Le secteur de l'événementiel craint beaucoup de défaillances
Le secteur de l'événementiel enfin, l'un des plus sinistrés puisqu'il est à l'arrêt depuis le 16 mars 2020, subit une baisse du chiffre d'affaires de 49% et une baisse des bénéfices de 35,7% avec un endettement en hausse de 8,9%. "Pour la branche des prestataires techniques français par exemple, nous représentons environ 1.000 entreprises du spectacle hors cinéma, pour un chiffre d'affaires habituel de 1,2 milliard d'euros de chiffre. On a clôturé sur un chiffre de 300 millions, soit une baisse de 75% et 100 millions de pertes pour 1.000 entreprises, soit environ 100.000 euros par entreprise, sachant que les aides n'ont pas été assez élevées pour les compenser", a signalé Éric Algoud, coprésident du syndicat des activités événementielles. Or, ce secteur ne va pas reprendre de sitôt son activité à plein. En juin, le couvre-feu empêche encore l'organisation de fêtes, cocktails ou mariages et le temps d'organisation est de trois mois environ, en relation avec les préfectures. "Cela nous amène à septembre, a précisé Éric Algoud , nous allons avoir une année 2021 à peu près comme 2020 avec 3 à 4 mois d'activité et des aides qui devraient s'arrêter début septembre. On a énormément d'inquiétudes, beaucoup d'entreprises vont se retrouver avec des fonds propres négatifs et des banques qui ne les soutiennent plus, on a beaucoup de remontées sur ce point. On a besoin d'être accompagné un peu plus sinon il va y avoir beaucoup de défaillances dans ce secteur."
Une reprise en trompe-l"oeil
Début 2021, l'activité des TPE et PME est repartie à la hausse au premier trimestre avec une progression du chiffre d'affaires de 4,7% par rapport au premier trimestre 2020, mais c'est une hausse "en trompe-l'oeil", d'après l'ordre des experts-comptables car leur activité avait déjà diminué de 5,6% début 2020 par rapport à 2019. "L'activité des TPE-PME n'a donc pas retrouvé son niveau d'avant-crise", indique le baromètre. Les disparités sectorielles sont toujours là, avec un chiffre d'affaires pour l'hôtellerie-restauration en baisse de 60% au premier trimestre 2021, voire même de 75% pour le sous-secteur de la restauration traditionnelle. Les TPE et PME du secteur des arts, spectacles et activités récréatives restent très impactées avec des baisses d'activité de plus de 55%.

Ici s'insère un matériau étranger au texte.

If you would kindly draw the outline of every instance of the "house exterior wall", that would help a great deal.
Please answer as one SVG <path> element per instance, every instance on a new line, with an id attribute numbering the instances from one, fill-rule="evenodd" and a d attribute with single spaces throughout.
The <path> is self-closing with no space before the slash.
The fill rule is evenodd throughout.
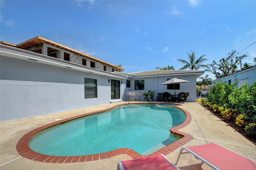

Il y a aussi des disparités géographiques. Les entreprises de la moitié ouest de la France ont ainsi eu des résultats supérieurs à ceux des autres régions : +8,6% pour la Nouvelle-Aquitaine, +7,9% pour l'Occitanie, +7,1% pour la Bretagne, +6,8% pour les Pays de la Loire. Les entreprises des régions Paca, Hauts-de-France, Centre-Val de Loire, Grand Est, Bourgogne-Franche-Comté et Normandie ont connu des hausses autour de 6%. Celles d'Auvergne-Rhône-Alpes et d'Île-de-France ont quant à elles connu de très faibles croissances de chiffres (+0,6% et +0,1%). "À noter également, les entreprises de certains départements dans lesquels les activités de montagne sont développées (Hautes-Alpes, Hautes-Pyrénées, Savoie, Haute-Savoie) ainsi que Paris ont souffert sur le trimestre, avec des baisses d'activité notables", précise le baromètre.